The ratios are calculated at baseline and at each time point after CRH injection between the each IPS and periphery. We considered positive result as a ratio of the higher of the two petrosal sinus plasma ACTH levels to that of the peripheral venous plasma ACTH of 2.0 or more before CRH administration and 3.0 or more after CRH administration. This is considered as being consistent with pituitary-dependent hypercortisolism.
RESULTS
Bilateral IPSS was successfully performed in all cases at the right side and there was no technical difficulty introducing 4F catheters into each IPS through 9F sheath. The mean time of procedure was 35 minutes (range 24-46 minutes) from puncture to catheterization of bilateral IPS.
The first patient was diagnosed as pituitary-dependent hypercortisolism as a result of positive bilateral IPSS and underwent transsphenoidal pituitary adenoidectomy. Histological examination confirmed a corticotropic adenoma. Bilateral IPSS of the second patient showed the positive result but she was considered as pseudo-Cushing's syndrome based on low dose dexamethasone suppression test. It was considered false positive bilateral IPSS result and she was recommended to be followed through outpatient clinic. Bilateral IPSS of the third patient showed the negative result, but with positive MRI finding and biochemical results, he was referred for transsphenoidal surgery.

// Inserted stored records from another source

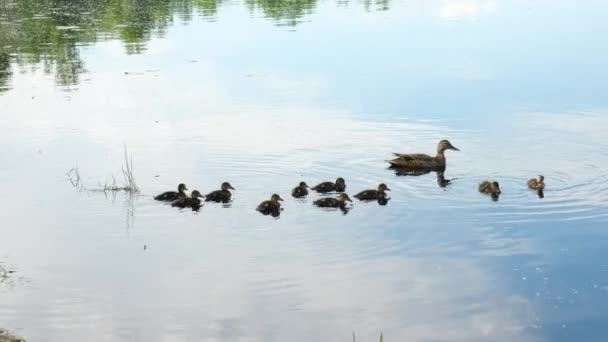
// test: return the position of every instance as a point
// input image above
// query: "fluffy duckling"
(373, 194)
(172, 195)
(271, 207)
(300, 190)
(338, 186)
(491, 188)
(222, 195)
(331, 202)
(193, 201)
(537, 183)
(424, 161)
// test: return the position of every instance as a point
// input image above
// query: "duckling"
(172, 195)
(373, 194)
(222, 195)
(424, 161)
(271, 207)
(338, 186)
(189, 202)
(492, 188)
(537, 183)
(330, 202)
(300, 190)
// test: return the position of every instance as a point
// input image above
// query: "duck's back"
(218, 196)
(328, 202)
(299, 192)
(169, 196)
(325, 187)
(485, 187)
(368, 195)
(187, 202)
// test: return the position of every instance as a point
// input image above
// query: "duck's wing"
(167, 196)
(484, 187)
(414, 156)
(367, 194)
(324, 187)
(413, 163)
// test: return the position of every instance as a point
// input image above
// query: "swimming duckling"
(331, 202)
(424, 161)
(172, 195)
(300, 190)
(373, 194)
(537, 183)
(271, 207)
(222, 195)
(338, 186)
(492, 188)
(189, 202)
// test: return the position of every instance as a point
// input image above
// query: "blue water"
(266, 94)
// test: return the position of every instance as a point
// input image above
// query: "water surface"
(265, 94)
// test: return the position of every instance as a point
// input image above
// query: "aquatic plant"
(128, 183)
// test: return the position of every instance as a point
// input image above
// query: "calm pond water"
(265, 94)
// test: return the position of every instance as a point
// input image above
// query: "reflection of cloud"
(465, 8)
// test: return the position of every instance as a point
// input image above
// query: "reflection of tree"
(48, 33)
(288, 12)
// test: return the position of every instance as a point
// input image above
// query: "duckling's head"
(496, 187)
(226, 186)
(446, 145)
(382, 187)
(276, 198)
(344, 198)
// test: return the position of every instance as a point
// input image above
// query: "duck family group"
(415, 163)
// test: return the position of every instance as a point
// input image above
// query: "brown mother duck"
(193, 201)
(331, 202)
(170, 196)
(373, 194)
(423, 161)
(338, 186)
(491, 188)
(222, 195)
(300, 191)
(271, 207)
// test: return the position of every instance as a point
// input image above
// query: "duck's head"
(382, 187)
(496, 188)
(446, 145)
(226, 186)
(344, 198)
(276, 198)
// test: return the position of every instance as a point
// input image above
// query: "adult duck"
(373, 194)
(300, 191)
(491, 188)
(223, 195)
(423, 161)
(193, 201)
(331, 202)
(338, 186)
(271, 207)
(170, 196)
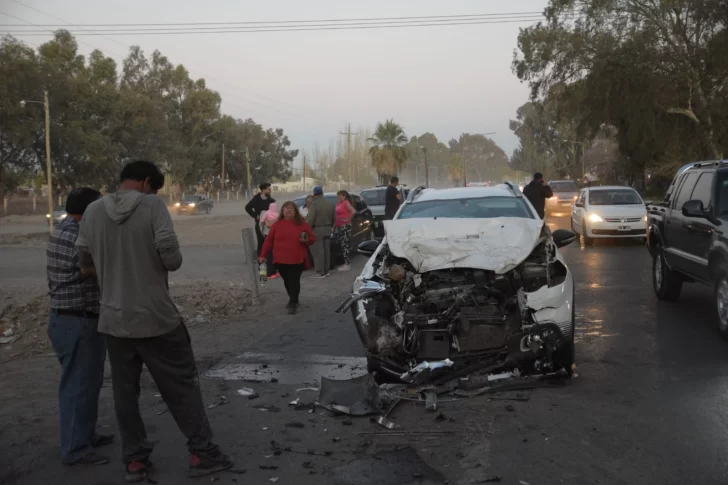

After removing 9F femoral sheath, there was no hematoma at the puncture site at 1 day and 30 days later. There were no other complications and all patients' tolerance was good.
DISCUSSION
Bilateral IPSS is a well established method for differential diagnosis of Cushing's disease. In 1977, IPSS was initially introduced in unilateral form by Corrigan and colleagues (
5,) as a means of identifying the pituitary as the central cause of hypercortisolism. However, it was later established that ACTH levels in venous drainage from the pituitary may be asymmetric, either due to corticotroph adenoma location or anatomical variation. Thus, simultaneous measurements from both IPS are necessary to avoid a falsely negative evaluation in the setting of a pituitary corticotroph adenoma (
1,). Bilateral IPSS was described by Doppman and colleagues (
6,) in 1984 emphasizing the importance of bilateral simultaneous sampling, but in which there is no precise description of femoral vein puncture. After that many reports of simultaneous bilateral IPSS using bilateral femoral venous approach has been published (
1,-
4,,
7,). But patients with suspicious for Cushing's syndrome have massive central obesity as one of the most common sign, which makes difficult to find the location of femoral vein even with fluoroscopy as well as with palpation. Both common femoral veins eventually join to form inferior vena cava via common iliac vein, therefore there is no need to puncture bilateral common femoral vein.
Padayatty et al. (
8,) described bilateral sequential IPSS with unilateral femoral venous approach. In this study, catheter was withdrawn into the superior vena cava after the right IPSS followed by the left IPSS. But with method, because CRH was administered through an antecubital vein cannula at the time of femoral puncture, a direct interpetrosal sinus ratio could not be calculated due to the time interval between collections of the two samples. Because peripheral blood sample should be taken each time of an IPSS, this method required many blood samples and more procedure time.
Our results show that unilateral femoral venous approach with 9F sheath made bilateral simultaneous IPSS simpler. There was no friction between two 4F catheters within the sheath or inferior vena cava. We use a short guide wire to prevent excessive bleeding through the gap between two 4F catheters in a 9F sheath which was enough to reduce bleeding and there was only small amount of leakage. It needs to keep short guide wire stable not to enter into the sheath. We labeled each catheter not to confusing laterality. Double lumen sheath could be developed for making this step more convenient.
In conclusion, usage of two 4 F catheters through unilateral 9F femoral sheath is a relatively simple and fast technique for bilateral IPSS without causing any further complication.